Optimization is about finding the "best" answer to a given
question, for example:
- What's the optimal mix of stocks, bonds and
cash for a given investment objective?
- Where should a new
manufacturing plant be located in order to minimize distribution
costs?
- What trajectory will get a probe from Earth to Mars orbit
using the least amount of fuel?
Check out this link
for a ton of example applications. Optimization is an extension of
the min/max ideas developed in first-year calculus. It's one of
the hottest areas in applied mathematics, with applications
ranging from oil exploration to designing new drugs. I've used
optimization techniques in many real applications.
Prerequisites
The only prerequisites for this course are:
- The first year calculus sequence and DE I (but you really don't even need the
DE);
- A desire to use mathematics to solve some real problems.

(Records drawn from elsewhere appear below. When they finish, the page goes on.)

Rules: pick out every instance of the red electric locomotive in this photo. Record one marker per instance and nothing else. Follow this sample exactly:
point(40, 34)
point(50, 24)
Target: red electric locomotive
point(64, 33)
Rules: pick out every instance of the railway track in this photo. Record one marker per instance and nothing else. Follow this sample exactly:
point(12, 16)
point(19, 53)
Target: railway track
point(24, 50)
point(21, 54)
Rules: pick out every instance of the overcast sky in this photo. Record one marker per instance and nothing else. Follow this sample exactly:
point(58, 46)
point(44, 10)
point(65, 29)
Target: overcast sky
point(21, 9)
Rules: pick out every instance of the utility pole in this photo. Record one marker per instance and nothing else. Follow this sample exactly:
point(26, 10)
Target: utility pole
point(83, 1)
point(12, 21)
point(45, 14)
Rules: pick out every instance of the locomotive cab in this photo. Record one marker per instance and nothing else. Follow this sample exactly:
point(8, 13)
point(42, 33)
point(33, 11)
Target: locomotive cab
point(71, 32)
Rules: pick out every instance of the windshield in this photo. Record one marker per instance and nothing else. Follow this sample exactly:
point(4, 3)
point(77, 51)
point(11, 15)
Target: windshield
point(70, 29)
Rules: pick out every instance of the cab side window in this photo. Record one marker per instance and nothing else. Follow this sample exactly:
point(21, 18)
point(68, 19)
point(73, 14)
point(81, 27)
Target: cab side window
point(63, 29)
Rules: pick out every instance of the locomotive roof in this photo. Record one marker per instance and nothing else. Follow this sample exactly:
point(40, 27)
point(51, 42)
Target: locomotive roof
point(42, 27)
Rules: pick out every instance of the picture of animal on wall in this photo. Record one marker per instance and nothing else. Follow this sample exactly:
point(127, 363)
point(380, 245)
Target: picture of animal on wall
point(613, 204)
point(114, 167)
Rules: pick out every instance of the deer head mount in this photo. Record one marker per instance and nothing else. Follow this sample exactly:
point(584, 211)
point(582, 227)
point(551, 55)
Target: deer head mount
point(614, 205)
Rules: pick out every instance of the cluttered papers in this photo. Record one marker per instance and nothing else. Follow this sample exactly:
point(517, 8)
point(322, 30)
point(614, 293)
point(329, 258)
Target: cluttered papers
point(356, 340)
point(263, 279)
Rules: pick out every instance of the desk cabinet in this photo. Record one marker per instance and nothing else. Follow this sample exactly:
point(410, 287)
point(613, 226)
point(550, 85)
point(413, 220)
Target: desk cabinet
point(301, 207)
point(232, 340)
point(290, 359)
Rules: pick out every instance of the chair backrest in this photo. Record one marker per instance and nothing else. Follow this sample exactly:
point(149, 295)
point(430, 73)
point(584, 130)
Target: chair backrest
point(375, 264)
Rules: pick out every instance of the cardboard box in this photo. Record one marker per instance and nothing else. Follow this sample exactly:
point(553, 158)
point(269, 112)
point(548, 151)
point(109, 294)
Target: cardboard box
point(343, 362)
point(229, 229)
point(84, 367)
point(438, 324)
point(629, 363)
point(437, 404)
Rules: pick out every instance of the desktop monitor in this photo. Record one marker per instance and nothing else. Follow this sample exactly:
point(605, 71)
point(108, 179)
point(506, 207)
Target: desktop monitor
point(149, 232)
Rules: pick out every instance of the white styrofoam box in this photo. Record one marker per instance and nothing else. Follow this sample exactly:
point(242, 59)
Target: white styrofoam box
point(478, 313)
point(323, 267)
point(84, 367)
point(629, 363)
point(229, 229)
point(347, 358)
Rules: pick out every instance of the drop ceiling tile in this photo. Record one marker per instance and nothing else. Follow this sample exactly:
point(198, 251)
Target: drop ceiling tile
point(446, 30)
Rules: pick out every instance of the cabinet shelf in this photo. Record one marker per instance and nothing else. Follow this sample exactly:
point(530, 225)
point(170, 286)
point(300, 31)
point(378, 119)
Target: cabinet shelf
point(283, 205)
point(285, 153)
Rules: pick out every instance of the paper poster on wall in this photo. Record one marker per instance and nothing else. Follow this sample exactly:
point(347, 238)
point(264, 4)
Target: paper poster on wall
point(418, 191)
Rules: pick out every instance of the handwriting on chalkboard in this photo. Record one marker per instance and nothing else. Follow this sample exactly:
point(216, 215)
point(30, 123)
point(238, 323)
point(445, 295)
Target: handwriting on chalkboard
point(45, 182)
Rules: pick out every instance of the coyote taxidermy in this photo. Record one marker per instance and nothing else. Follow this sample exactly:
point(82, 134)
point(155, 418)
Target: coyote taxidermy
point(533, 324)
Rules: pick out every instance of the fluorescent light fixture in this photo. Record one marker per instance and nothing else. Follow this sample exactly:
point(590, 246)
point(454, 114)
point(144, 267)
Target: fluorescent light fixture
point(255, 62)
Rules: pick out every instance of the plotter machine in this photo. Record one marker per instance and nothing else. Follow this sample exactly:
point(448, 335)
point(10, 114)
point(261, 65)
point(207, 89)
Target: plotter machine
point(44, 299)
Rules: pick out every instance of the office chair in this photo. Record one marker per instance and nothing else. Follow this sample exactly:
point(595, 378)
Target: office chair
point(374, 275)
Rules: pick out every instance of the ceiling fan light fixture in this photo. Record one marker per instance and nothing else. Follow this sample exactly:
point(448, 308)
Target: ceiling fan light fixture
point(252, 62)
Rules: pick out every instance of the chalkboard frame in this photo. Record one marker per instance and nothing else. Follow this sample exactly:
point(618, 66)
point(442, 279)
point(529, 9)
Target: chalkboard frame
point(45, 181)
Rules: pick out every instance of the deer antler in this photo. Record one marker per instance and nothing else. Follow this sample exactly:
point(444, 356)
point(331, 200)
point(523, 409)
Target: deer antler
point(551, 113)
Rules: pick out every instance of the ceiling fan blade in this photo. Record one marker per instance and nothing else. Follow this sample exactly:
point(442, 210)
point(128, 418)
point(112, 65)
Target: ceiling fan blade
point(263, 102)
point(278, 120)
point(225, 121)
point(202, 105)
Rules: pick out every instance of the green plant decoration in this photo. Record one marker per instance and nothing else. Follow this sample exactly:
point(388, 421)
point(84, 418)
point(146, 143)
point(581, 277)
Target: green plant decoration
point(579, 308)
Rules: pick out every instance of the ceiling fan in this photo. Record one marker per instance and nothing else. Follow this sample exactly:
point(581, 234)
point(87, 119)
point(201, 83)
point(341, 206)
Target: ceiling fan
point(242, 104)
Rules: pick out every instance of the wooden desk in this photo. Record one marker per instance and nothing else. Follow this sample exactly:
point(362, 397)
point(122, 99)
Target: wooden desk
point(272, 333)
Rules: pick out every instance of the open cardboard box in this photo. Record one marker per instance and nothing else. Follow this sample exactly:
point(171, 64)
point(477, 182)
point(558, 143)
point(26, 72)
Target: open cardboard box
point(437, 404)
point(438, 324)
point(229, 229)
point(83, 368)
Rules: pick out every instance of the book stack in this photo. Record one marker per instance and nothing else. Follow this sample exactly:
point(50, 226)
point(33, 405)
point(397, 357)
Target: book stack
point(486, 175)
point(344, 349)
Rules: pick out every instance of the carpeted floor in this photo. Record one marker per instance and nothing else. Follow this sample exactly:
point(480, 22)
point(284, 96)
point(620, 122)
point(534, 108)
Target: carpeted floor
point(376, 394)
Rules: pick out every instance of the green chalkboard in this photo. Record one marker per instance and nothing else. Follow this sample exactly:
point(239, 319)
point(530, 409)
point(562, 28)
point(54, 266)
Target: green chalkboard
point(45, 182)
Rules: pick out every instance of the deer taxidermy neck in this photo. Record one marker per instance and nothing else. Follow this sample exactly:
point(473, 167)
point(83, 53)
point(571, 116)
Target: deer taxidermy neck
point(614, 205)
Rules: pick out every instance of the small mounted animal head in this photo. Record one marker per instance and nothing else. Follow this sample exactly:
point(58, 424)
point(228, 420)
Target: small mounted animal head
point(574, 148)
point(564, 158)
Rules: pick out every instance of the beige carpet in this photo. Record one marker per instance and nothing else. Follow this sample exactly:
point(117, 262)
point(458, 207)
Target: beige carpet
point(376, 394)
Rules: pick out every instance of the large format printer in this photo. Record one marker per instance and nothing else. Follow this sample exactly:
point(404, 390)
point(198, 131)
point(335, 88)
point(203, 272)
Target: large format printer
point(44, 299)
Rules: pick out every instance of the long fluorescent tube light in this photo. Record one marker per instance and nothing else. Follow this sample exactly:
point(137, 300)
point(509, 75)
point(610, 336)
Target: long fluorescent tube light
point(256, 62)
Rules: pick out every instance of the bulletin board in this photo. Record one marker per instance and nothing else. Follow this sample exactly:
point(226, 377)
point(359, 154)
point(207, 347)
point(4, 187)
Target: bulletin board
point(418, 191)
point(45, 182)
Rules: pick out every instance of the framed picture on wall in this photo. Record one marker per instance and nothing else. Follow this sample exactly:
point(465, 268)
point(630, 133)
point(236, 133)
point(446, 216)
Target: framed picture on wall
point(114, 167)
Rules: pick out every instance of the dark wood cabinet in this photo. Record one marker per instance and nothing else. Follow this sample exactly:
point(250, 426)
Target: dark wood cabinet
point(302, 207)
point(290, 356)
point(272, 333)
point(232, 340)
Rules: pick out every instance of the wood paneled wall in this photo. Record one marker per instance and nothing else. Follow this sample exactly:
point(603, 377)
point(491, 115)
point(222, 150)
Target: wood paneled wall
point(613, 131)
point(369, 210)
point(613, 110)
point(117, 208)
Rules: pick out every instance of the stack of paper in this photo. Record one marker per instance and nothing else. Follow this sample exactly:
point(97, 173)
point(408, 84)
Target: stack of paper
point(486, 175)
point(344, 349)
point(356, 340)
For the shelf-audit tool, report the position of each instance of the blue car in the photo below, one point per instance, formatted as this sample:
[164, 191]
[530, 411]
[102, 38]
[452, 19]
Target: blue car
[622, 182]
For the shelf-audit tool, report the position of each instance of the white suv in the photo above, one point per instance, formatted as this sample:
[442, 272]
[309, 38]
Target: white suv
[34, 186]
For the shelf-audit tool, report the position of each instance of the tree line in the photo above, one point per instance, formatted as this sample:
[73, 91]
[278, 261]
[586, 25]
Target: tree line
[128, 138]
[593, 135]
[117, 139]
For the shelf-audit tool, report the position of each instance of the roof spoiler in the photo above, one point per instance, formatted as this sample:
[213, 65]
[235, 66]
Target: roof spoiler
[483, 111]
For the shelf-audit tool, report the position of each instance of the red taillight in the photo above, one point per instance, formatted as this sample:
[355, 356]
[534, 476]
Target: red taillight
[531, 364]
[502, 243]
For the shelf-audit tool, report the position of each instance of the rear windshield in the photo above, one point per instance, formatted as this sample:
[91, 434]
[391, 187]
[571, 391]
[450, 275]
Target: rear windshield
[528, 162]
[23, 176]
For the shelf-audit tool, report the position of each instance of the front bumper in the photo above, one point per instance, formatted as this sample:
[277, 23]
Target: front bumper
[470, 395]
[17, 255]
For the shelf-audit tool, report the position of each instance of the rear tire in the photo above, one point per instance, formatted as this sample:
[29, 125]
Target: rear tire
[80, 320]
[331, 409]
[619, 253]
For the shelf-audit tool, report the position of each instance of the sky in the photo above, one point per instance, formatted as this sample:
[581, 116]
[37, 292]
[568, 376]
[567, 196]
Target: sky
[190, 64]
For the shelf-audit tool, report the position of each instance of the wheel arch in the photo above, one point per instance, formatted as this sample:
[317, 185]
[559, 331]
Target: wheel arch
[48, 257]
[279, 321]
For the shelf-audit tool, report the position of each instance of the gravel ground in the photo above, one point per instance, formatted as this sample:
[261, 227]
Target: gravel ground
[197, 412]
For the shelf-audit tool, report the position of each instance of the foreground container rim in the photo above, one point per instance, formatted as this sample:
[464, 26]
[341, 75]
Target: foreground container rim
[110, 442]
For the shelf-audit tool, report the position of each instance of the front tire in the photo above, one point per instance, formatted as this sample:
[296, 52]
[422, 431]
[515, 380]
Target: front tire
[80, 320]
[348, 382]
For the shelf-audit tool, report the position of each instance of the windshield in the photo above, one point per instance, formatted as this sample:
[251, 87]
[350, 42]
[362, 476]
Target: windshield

General Course Description
Since the first step in any optimization problem is describing the
situation mathematically, this course includes a healthy dose of
modeling. The solution of the problem typically involves the application of
a numerical optimization algorithm, so we'll spend a lot of time looking
at various approaches. The actual computations will be carried out in either
Matlab or Maple, using "canned" routines. You don't need to know anything
deep about Maple or Matlab for this course.
The grading in this course will be based on homework assignments,
in-class work, and a couple of take-home exams. You'll also have the chance
to apply what you learn on the last homework, in which you can find
or formulate an optimization problem which interests you (maybe from your major
area, maybe not!), then solve it. Some past problems included
- Finding the least expensive diet which meets the U.S. RDA for
various vitamins and minerals.
- Finding the best variables for predicting future stock
prices.
- Determining the values of unknown electrical components in a
circuit, by taking only external measurements.